It described the Beagle Brigade, the real program wherein beagles inspect luggage at airports, and went on to make the false claim that there would soon be a new branch at the Des Moines airport. In retrospect, I recognize that this “news” appeared on my Facebook feed because I lived just north of Des Moines, and because I had a beagle at home. I trusted the news because of the cute beagles, and so I shared it.



[Image ID: The author's beagle sitting in a car seat.  He has a brown face, white chest, and large patches of black fur.]

As someone who researches fake news for a living, it was an unpleasant surprise to discover I was not immune. Not from the effects of fake news, and not from what’s known as the third-person effect — the tendency to assume that it’s only other people who are subject to the negative influences of media. The incident was doubly embarrassing because the fake news website, PlayBuzz Live, wasn’t even a convincing imitation of a real news source. It had a homepage covered with lurid clickbait ads, and no attempt to convince readers that real journalists had any affiliation with the site.


[Image ID: A screenshot of the page PlayBuzz Live, mostly blocked by a pop-up ad that says "Join our email list and receive super fun quizzes!" that is trying to require the user to join a mailing list before viewing any of the content.]
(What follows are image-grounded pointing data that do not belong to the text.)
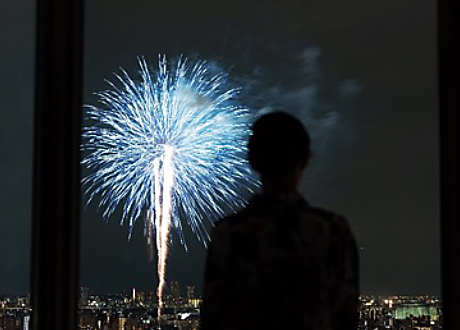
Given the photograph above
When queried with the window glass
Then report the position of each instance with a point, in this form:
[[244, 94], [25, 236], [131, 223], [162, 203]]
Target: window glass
[[17, 21], [363, 79]]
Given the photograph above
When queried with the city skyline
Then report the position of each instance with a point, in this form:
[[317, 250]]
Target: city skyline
[[362, 77]]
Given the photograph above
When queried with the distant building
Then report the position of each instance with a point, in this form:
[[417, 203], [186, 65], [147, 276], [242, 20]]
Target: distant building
[[175, 290], [84, 292], [408, 310], [190, 292]]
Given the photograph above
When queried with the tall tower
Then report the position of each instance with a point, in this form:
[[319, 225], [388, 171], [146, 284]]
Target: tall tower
[[190, 292], [175, 290], [84, 291]]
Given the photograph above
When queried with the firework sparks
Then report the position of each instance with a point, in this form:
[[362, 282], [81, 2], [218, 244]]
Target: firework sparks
[[172, 146]]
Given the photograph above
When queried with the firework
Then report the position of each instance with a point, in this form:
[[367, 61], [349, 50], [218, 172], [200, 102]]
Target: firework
[[170, 148]]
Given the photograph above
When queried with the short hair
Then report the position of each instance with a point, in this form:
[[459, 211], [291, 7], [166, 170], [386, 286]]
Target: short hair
[[279, 142]]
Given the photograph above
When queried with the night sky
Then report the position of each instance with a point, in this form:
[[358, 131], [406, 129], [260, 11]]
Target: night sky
[[360, 75]]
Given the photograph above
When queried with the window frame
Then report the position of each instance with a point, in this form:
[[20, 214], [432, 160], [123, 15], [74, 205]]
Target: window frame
[[56, 174]]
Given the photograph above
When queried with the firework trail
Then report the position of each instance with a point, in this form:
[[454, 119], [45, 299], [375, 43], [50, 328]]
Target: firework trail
[[171, 148]]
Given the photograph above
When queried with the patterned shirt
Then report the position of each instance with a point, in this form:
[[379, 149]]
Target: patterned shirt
[[281, 264]]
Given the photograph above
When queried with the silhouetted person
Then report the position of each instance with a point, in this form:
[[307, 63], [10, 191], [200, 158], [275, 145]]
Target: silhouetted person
[[280, 263]]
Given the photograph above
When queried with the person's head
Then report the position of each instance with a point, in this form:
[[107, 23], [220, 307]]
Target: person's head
[[279, 147]]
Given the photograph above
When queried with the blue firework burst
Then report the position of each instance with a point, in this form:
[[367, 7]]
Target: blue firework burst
[[172, 142]]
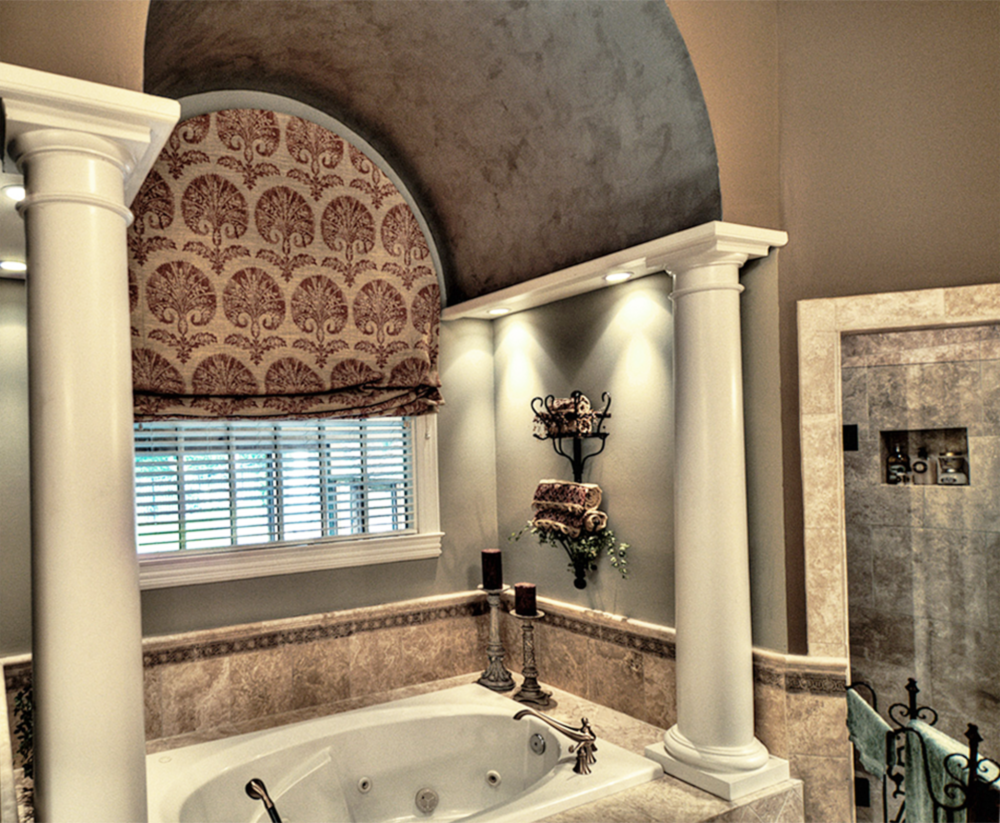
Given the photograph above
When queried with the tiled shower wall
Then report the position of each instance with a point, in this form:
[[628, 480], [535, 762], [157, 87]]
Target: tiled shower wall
[[923, 561]]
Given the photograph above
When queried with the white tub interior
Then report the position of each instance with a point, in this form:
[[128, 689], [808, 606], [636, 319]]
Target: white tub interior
[[367, 766]]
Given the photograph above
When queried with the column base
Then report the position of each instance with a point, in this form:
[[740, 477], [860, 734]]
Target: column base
[[729, 783]]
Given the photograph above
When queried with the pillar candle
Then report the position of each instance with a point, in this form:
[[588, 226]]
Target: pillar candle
[[524, 599], [492, 570]]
However, at the time when I chose to share the news item, I didn’t see the PlayBuzz Live homepage. I only saw a news story about a beagle, embedded in a social media feed.
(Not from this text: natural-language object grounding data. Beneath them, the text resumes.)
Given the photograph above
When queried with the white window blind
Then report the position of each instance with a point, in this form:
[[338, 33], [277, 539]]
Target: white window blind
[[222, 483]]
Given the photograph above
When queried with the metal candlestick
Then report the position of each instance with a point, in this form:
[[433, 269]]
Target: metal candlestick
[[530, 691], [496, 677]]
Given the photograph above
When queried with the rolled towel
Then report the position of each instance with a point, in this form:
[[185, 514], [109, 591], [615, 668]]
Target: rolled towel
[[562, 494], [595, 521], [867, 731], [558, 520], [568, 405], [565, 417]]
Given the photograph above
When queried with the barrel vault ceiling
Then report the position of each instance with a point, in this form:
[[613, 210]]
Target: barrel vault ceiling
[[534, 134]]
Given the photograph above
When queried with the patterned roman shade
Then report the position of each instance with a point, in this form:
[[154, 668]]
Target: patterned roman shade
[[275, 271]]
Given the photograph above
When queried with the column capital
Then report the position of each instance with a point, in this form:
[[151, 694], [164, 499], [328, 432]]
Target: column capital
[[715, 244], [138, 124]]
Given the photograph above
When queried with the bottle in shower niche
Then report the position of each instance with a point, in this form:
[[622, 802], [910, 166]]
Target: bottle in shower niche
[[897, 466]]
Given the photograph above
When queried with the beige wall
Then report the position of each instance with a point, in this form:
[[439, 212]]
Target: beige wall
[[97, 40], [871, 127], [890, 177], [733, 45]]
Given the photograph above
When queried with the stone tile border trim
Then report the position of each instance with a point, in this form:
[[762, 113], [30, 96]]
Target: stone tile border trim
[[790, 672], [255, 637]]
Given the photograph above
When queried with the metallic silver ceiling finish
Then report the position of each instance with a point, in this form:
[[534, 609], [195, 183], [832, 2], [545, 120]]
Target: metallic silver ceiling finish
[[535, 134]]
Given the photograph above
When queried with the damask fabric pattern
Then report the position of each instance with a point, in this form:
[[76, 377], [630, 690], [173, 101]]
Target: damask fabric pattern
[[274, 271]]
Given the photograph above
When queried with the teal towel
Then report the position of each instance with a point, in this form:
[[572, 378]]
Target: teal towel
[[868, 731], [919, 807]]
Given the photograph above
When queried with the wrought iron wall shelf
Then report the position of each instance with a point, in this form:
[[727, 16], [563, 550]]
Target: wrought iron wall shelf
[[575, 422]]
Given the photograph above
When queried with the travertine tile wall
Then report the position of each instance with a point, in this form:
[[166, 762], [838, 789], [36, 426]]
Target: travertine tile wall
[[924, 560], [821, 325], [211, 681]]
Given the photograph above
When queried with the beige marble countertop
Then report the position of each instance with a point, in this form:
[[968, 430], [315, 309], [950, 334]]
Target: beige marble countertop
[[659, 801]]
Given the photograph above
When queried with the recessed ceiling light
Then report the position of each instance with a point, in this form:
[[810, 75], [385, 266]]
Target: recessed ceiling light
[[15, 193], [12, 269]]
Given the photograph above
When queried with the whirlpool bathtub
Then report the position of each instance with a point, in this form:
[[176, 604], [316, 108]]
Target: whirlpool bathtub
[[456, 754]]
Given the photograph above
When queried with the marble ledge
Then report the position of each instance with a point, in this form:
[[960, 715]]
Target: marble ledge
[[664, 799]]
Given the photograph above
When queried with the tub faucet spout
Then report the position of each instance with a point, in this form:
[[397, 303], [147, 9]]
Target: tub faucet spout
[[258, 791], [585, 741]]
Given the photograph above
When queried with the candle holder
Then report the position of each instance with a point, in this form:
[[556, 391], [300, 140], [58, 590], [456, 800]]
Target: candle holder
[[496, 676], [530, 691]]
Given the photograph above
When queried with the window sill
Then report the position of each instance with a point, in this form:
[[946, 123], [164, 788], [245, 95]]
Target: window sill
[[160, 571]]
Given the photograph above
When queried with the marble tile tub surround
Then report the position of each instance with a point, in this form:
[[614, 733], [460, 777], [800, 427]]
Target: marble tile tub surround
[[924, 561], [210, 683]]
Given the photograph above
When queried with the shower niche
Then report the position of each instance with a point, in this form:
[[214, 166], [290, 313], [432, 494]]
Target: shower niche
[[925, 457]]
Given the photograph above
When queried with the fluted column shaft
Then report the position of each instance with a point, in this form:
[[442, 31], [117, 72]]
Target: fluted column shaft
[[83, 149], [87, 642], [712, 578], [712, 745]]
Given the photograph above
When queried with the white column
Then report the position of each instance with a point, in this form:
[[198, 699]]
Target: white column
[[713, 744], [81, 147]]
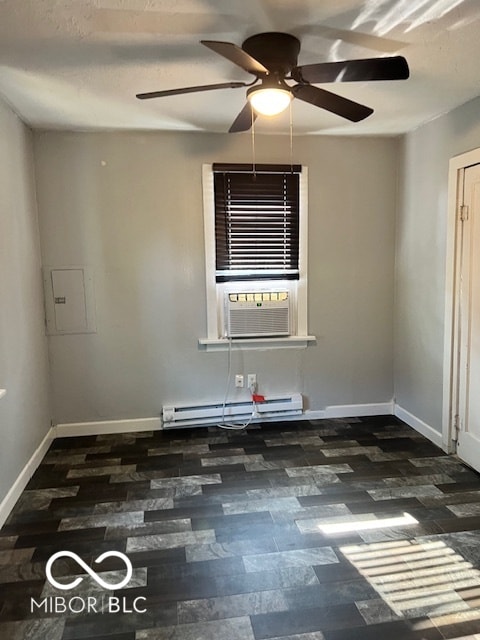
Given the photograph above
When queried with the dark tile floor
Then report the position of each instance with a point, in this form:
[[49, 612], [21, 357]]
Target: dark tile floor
[[230, 536]]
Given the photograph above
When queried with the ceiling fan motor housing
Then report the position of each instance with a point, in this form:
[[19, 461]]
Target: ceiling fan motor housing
[[278, 52]]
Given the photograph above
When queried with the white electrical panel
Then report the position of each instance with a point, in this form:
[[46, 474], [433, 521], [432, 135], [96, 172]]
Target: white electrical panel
[[257, 313], [69, 301]]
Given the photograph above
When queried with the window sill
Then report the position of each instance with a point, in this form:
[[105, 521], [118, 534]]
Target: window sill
[[222, 344]]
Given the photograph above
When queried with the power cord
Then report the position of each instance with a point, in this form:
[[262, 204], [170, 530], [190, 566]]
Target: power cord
[[232, 426]]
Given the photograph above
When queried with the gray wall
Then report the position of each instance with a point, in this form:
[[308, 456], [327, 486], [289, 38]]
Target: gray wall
[[421, 255], [25, 410], [129, 205]]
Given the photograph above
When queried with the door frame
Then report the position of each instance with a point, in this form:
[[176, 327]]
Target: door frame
[[456, 173]]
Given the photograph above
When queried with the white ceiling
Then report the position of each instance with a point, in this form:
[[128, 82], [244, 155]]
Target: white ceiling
[[77, 64]]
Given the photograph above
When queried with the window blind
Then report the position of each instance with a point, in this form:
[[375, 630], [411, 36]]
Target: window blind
[[256, 221]]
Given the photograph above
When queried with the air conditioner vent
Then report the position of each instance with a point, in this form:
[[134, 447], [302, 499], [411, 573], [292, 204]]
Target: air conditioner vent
[[257, 314]]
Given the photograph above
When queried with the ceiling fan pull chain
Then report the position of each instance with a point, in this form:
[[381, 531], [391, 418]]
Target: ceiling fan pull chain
[[291, 138], [253, 145]]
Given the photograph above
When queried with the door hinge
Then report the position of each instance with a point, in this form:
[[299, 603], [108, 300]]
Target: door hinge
[[463, 212]]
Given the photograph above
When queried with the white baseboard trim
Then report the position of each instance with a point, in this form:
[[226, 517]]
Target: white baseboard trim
[[419, 425], [67, 429], [7, 504], [360, 410]]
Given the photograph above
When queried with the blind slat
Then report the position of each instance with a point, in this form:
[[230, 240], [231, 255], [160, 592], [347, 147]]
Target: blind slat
[[256, 221]]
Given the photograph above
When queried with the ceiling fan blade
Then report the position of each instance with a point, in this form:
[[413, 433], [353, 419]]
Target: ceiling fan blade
[[331, 102], [391, 68], [202, 87], [244, 120], [236, 55]]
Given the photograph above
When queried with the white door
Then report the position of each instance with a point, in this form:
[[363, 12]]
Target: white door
[[468, 320]]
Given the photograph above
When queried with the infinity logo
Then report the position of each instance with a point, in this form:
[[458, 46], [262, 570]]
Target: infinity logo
[[95, 576]]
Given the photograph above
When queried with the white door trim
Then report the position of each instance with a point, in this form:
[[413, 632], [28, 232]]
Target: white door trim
[[457, 167]]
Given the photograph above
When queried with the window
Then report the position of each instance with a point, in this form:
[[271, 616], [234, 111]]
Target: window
[[255, 222]]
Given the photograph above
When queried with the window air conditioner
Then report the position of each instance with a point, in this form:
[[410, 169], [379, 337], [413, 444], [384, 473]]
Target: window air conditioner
[[257, 313]]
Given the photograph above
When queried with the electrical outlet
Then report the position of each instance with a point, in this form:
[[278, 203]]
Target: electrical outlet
[[251, 380]]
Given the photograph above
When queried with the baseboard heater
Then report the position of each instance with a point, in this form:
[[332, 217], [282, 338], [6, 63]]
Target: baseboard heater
[[274, 407]]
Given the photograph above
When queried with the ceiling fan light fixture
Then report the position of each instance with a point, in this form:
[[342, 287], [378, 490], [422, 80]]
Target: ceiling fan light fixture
[[269, 101]]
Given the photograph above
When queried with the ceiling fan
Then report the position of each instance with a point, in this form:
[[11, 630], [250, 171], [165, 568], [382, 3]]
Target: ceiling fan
[[272, 58]]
That discovery made me wonder about the unique ways we engage with fake news stories. Although most people would never knowingly pass along false information, a majority of internet users have nevertheless done so. I therefore researched the ways that individuals judge news items, including potentially prioritizing the trustworthiness of the person being interviewed over the trustworthiness of the writer.
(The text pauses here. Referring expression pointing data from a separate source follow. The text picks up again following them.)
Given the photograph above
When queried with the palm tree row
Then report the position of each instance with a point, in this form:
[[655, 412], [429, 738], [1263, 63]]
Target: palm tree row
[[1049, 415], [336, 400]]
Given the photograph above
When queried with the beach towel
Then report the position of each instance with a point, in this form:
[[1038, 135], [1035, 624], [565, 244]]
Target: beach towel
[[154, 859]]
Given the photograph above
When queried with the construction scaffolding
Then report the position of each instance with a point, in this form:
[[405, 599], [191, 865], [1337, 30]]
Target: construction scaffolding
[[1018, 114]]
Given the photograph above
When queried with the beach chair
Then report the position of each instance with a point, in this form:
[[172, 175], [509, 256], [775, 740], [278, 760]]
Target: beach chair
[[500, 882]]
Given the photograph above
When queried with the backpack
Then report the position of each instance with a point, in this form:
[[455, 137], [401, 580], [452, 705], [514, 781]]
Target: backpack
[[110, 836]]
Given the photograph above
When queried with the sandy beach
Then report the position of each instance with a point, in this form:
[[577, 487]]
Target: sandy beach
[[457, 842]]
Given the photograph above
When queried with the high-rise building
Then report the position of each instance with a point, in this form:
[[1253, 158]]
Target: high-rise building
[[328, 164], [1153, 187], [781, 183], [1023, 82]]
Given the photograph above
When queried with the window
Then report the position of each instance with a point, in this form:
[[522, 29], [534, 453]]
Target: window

After all, the most-shared fake news story of 2016 was one claiming Pope Francis had endorsed Donald Trump to be president. Maybe social media users weren’t choosing to share that story because they trusted its creator, a fake news site called WTOE, but because they trusted Pope Francis. It’s safe to assume that the holiest man in the Catholic Church would never lie about something as important as a U.S. presidential election, so many individuals then trusted that the news story itself must be true. It seemed not to occur to most readers that any liar could put words into the pope’s mouth, and that the key to judging the news story lay not with Pope Francis, but with WTOE.


[Image ID: An archived image of the fake news story with the headline "Pope Francis Shocks World, Endorses Donald Trump for President, Releases Statement."  Note that the name of the source, WTOE 5, is in low-contrast text in the periphery of the preview, while both Pope Francis and President Trump are centrally located and have large images in the preview.  Both men's names appear twice in this image.]

To explore this possibility further, I conducted a study on how people decide how much to trust a news story. I recruited 398 student participants from our college. As they entered the study, all of the participants were told: you’re going to read a news story, and you’re going to be asked to make your best guess about how likely it is to be true.


What participants didn’t know until after the study is that they all saw the same news story, with only a few crucial tweaks. In each case they were told the story had an obscure author named Dakota Harley, a person invented for the purpose of the study whom participants had no reason to trust. The news story always described a food program to help busy people access fresh food and home-cooked meals, and it always featured the opinion of the program’s founder, a man named Lee.


[Image ID: Part of the sample materials used in this study, a picture of an apple above the headline "Collaborative Eating: An Interview with Lee Park."  Note that we used a deliberately neutral preview image, simply of a fresh food item, rather than including images of either Lee or Dakota, in order to maximize experimental control across conditions.]

However, in some versions of the news story, Lee was an elderly professor who had a lot of expertise in his field, but not much in common with most college students. In other versions, Lee was a young college student who had life circumstances matched to those of the participants, but not much in the way of expertise. Sometimes Lee’s food program was designed to help nursing home residents, and sometimes it was meant to help new college students.


I expected to find that Professor Lee would inspire more trust when talking about older adults, and that student Lee would inspire more trust when talking about college freshmen. I hoped that participants might ignore Lee entirely, and instead focus on the fact that they had no reason to trust Dakota Harley.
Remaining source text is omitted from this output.